A 170 anni dalla morte.
Fryderyk Chopin (Zelazowa Wola, Varsavia 1 marzo 1810 – Parigi, 17 ottobre 1849)
Composti tra il 1829 e 1830, i due concerti per pianoforte e orchestra di Fryderyk Chopin sono due opere giovanili influenzate dalla cultura musicale, per certi aspetti, un po’ provinciale che si respirava a Varsavia in quegli anni. Chopin, ancora diciannovenne, viveva ai margini delle grandi e importanti trasformazioni che stavano coinvolgendo la musica e, quindi, la sua conoscenza della produzione concertistica era alquanto limitata. Come tutti i compositori, anche Chopin ebbe suoi modelli di riferimento che a Varsavia, città solo sfiorata dalle grandi correnti culturali e musicali dell’epoca, erano rappresentati dalle opere di Hummel, Field, Steibelt e Gyrowetz, un compositore boemo, che, nei suoi lavori, non era rimasto estraneo ad una certa influenza haydniana.

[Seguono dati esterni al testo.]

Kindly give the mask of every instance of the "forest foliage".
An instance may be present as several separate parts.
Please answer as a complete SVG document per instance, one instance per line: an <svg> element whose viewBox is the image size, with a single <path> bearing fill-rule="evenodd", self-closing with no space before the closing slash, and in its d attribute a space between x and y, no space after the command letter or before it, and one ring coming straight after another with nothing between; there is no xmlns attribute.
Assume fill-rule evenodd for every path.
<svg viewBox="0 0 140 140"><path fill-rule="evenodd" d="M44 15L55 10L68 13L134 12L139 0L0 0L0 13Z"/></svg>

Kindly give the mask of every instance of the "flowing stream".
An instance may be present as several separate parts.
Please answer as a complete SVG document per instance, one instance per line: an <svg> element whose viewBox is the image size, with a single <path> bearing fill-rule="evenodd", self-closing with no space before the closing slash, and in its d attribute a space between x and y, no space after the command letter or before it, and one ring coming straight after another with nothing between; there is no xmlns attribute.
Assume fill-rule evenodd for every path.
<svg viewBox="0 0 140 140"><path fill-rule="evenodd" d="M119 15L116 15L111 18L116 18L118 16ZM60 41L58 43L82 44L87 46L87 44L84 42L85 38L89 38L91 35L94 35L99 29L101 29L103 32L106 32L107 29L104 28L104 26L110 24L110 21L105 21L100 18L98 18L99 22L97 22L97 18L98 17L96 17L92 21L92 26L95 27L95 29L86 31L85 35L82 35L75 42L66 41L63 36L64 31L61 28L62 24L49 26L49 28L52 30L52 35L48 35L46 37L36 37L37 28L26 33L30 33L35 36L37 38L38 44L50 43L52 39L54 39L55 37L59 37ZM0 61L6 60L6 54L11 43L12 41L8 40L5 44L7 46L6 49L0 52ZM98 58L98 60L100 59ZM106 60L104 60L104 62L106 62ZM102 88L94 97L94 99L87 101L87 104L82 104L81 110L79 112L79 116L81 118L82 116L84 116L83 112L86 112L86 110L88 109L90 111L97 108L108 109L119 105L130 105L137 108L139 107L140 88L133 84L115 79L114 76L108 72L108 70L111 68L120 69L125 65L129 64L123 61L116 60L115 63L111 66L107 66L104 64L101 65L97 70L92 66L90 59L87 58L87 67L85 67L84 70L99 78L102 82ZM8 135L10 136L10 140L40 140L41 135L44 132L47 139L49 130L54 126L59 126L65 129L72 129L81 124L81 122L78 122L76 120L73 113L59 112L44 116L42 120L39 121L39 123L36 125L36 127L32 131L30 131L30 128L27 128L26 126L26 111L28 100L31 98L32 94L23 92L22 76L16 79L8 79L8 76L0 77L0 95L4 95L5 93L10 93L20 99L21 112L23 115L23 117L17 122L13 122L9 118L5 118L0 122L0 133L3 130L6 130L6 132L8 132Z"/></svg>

Con evidente riferimento a questi modelli nacquero i due Concerti per pianoforte e orchestra di Chopin nei quali è presente lo stile Biedermeier, nome attribuito a un personaggio immaginario uscito dalla penna di Adolf Kussmaul e Ludwig Eichrodt, con il quale s’identificò un’intera epoca i cui limiti temporali sono rappresentati indicativamente dal 1815, anno in cui in cui si celebrò la fine degli ideali rivoluzionari, e dal 1830, anno che vide l’affermazione della società borghese. In musica con questo termine vennero identificati tutti quei compositori, come Dussek, Cramer, Hummel, Field, Czerny e Ries, che in questo periodo cercarono tenacemente il successo, riuscendo ad ottenerlo grazie alle loro doti virtuosistiche. Lo stile Biedermeir trovò la sua realizzazione in questi due concerti, in particolar modo, nel trattamento della parte orchestrale, la cui funzione è limitata all’accompagnamento del solista, nel carattere militaresco del primo movimento del Primo concerto e nella scelta di concludere il lavoro con melodie tratte dal repertorio popolare.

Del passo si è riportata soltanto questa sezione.